FERC said Friday it will finish the final environmental impact statement (FEIS) for the proposed Atlantic Coast Pipeline (ACP) about three weeks later than originally expected, with the document now scheduled for release July 21.

ACP, a joint venture backed by Dominion Resources, Duke Energy and Southern Company Gas, received its draft EIS from the Federal Energy Regulatory Commission late last year [CP15-554].

The roughly 600-mile, 1.5 Bcf/d pipeline would start in West Virginia and travel Virginia and North Carolina, delivering Marcellus and Utica shale gas to serve power and heating demand in the Southeast and Mid-Atlantic.

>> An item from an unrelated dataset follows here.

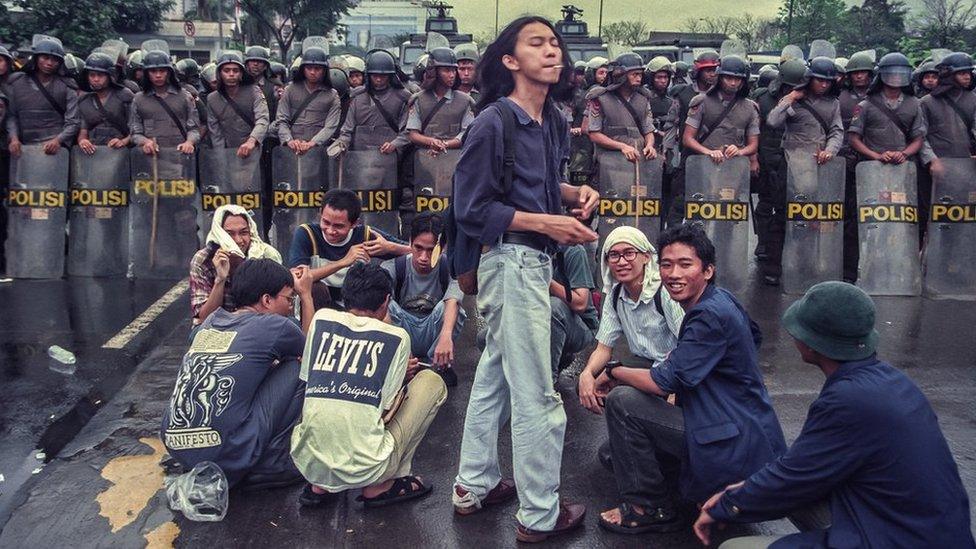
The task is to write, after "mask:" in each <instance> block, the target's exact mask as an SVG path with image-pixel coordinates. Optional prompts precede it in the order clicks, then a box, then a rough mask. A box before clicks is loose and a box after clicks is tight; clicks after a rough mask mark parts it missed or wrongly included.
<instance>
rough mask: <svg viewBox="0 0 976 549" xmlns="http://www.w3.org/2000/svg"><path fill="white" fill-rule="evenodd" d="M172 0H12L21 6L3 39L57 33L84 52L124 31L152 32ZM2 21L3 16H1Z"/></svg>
mask: <svg viewBox="0 0 976 549" xmlns="http://www.w3.org/2000/svg"><path fill="white" fill-rule="evenodd" d="M172 1H173V0H71V1H65V0H15V1H14V2H13V3H12V4H13V5H15V6H17V7H20V8H23V9H24V13H23V16H21V17H18V20H17V24H16V25H10V26H6V25H4V26H5V27H6V28H5V29H4V40H9V41H10V42H12V43H14V44H21V43H29V42H30V39H31V36H32V35H34V34H49V35H51V36H56V37H57V38H59V39H60V40H61V42H62V43H64V45H65V47H66V48H67V49H69V50H72V51H74V52H75V53H77V54H78V55H79V56H84V55H85V54H86V53H87V52H89V51H91V50H92V49H93V48H95V47H97V46H99V45H100V44H101V43H102V42H103V41H104V40H105V39H107V38H117V37H118V35H119V34H121V33H123V32H131V31H135V32H152V31H154V30H156V29H157V28H159V23H160V21H161V19H162V14H163V12H165V11H166V10H167V9H169V6H170V4H171V3H172ZM0 22H2V19H0Z"/></svg>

Prior to Friday’s notice of revised schedule, FERC had planned to release the final EIS June 30. The new 90-day federal authorization deadline for the project is Oct. 19.

FERC said it needs the additional time to review supplemental information the developers submitted last month in response to an environmental information request from the agency.

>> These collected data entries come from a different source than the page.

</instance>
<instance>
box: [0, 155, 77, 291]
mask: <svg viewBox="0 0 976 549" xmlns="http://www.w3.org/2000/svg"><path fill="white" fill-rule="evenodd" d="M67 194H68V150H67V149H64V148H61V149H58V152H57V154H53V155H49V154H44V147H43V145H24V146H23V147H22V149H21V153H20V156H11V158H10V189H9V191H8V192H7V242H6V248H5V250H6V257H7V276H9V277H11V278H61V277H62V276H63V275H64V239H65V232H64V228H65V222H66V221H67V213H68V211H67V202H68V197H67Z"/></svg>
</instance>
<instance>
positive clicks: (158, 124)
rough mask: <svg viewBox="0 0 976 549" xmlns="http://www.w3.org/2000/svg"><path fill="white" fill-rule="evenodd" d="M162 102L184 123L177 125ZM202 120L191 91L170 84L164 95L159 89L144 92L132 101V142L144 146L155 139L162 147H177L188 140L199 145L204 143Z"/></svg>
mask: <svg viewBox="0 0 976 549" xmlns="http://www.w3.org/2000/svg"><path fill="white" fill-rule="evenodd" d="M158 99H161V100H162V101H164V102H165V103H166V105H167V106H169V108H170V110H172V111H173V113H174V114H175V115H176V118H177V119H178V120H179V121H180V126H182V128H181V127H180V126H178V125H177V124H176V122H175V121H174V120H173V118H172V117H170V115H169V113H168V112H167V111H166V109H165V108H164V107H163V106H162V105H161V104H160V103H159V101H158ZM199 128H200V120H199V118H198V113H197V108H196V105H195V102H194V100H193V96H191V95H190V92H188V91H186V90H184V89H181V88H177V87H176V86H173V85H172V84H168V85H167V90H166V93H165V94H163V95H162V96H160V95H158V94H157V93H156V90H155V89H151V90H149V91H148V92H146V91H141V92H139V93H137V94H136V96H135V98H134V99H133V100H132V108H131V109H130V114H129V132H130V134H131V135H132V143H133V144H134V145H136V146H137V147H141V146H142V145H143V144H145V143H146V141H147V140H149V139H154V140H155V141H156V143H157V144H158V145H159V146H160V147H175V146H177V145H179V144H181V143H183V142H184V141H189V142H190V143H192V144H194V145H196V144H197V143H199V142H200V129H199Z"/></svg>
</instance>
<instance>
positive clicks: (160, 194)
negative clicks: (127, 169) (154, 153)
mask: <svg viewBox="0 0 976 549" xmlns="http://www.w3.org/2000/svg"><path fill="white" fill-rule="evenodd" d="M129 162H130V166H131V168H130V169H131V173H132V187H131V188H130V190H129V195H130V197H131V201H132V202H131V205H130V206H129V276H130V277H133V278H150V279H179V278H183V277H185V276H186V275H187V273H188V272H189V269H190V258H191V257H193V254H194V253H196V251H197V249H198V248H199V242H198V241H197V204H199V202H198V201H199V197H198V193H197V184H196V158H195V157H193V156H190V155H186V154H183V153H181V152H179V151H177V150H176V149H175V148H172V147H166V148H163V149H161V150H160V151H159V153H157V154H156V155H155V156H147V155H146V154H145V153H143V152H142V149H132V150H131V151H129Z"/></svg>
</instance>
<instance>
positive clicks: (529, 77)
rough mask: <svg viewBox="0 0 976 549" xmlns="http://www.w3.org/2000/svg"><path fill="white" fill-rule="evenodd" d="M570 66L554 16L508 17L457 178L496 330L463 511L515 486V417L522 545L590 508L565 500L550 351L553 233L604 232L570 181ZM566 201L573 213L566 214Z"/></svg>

The three-week delay may not have much impact on the pipeline’s schedule, with the Trump administration only this week officially announcing two new appointees to restore FERC’s quorum so it can resume acting on pipeline certificate orders. The Senate confirmation process for those nominees could take months.

Originally scheduled to enter service in 4Q2018, ACP’s start-up date had to be pushed back to 2019 after the U.S. Forest Service took issue with the pipeline’s original route through the George Washington and Monongahela national forests.

FERC’s notice Friday also affects Dominion Transmission Inc.’s Supply Header Project, which is designed to feed supply to ACP’s start point in Harrison County, WV.